Click here to see a postcard featuring the Traymore Hotel with a much later generation of sunbathers on the sand, probably a few years before its demolition.
But what of The Traymore Hotel's beginning, its heyday?
One of the classic Atlantic City Boardwalk hotels, the Traymore was also one of the earliest. Like most other hotels, it went through several incarnations, and its history parallels that of the resort's hotel industry. The Traymore began in 1879 as a beachfront, 10-room wooden cottage at Illinois Ave. and the Boardwalk. Originally a rooming house, the Traymore was named in honor of its steadiest customer, "Uncle Al" Harvey. Harvey incessantly waxed poetic over his Maryland estate, reportedly named after his Irish hometown. To this day, there is a Traymore Lane in Bowie, Maryland. The first Traymore "hotel" was more of a bath house than a full-service hotel, and it was, evidently, quite flimsy: on January 10, 1884, a fierce winter storm savaged the Boardwalk and reduced the Traymore to splinters, while the adjacent Park Parlors was left intact. The Traymore was quickly rebuilt and was continually enlarged until, in 1898, it became the city's largest hotel, with 450 rooms. . . .
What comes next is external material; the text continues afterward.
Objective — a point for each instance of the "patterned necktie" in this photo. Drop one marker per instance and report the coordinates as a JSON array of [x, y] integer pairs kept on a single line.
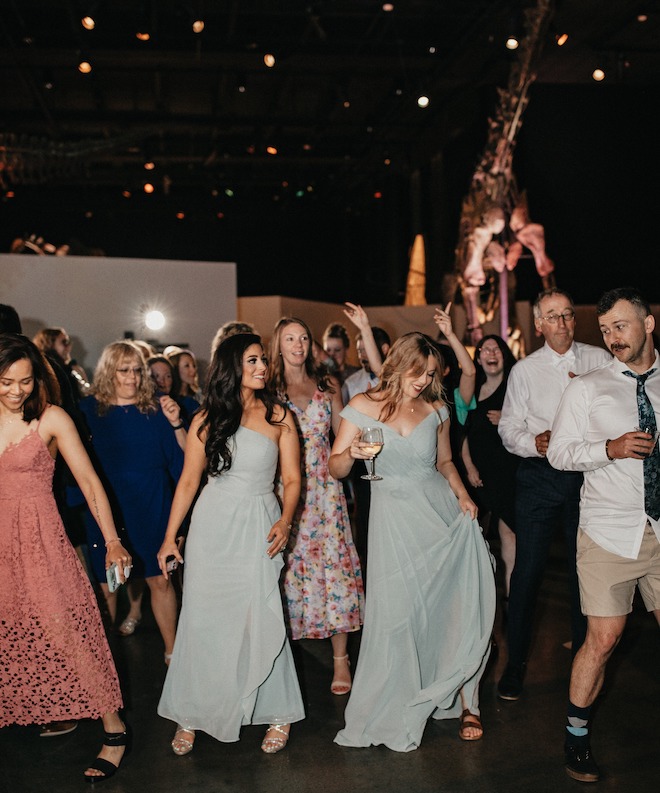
[[652, 462]]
. . . The Traymore continued to grow. In 1906 owner Daniel White hired the firm of Price and McLanahan to construct a new tower that brought the hotel up to the Boardwalk. During the summer of 1914, White contracted with Price and McLanahan to replace the existing wooden-frame Traymore with a massive concrete structure that would rival the Marlborough-Blenheim, which William Price had built across Park Place for White's cousin Josiah. Unlike later casino hotels that simply plunked down massive towers without regard to the surrounding environs, Price's Traymore, which was built directly behind the 1906 tower, was designed to take advantage of its ocean views: hotel wings jutted out further from the central tower toward Pacific Avenue, thus affording more guests ocean views. Commencing just after Labor Day, construction crews worked non-stop to erect the new Traymore in time for the 1915 season, and they were successful. Built with tan brick and capped by yellow-tiled domes, the Traymore instantly became the city's architectural showpiece when it opened in June 1915. . . .
. . . the Traymore prospered, and was described in 1924 as "the Taj Mahal of Atlantic City," decades before Donald Trump opened a casino resort with that name. But as Atlantic City declined in the 1960s, the Traymore did as well. By the early 1970s, the hotel was defunct and was slated for demolition, despite a campaign to save this architectural landmark. . . .- from an article written for Casino Connection by David G. Schwartz
The New York Public Library has a Digital Gallery that includes a postcard with a view of the Traymore Hotel in 1908-1909, when the architecture was still the original wooden-frame building. Once there you can scroll forward/backward through a series of really fine vintage photos of Atlantic City, the Boardwalk and the Traymore Hotel (including a night scene that I wish I could jump right into for just one evening).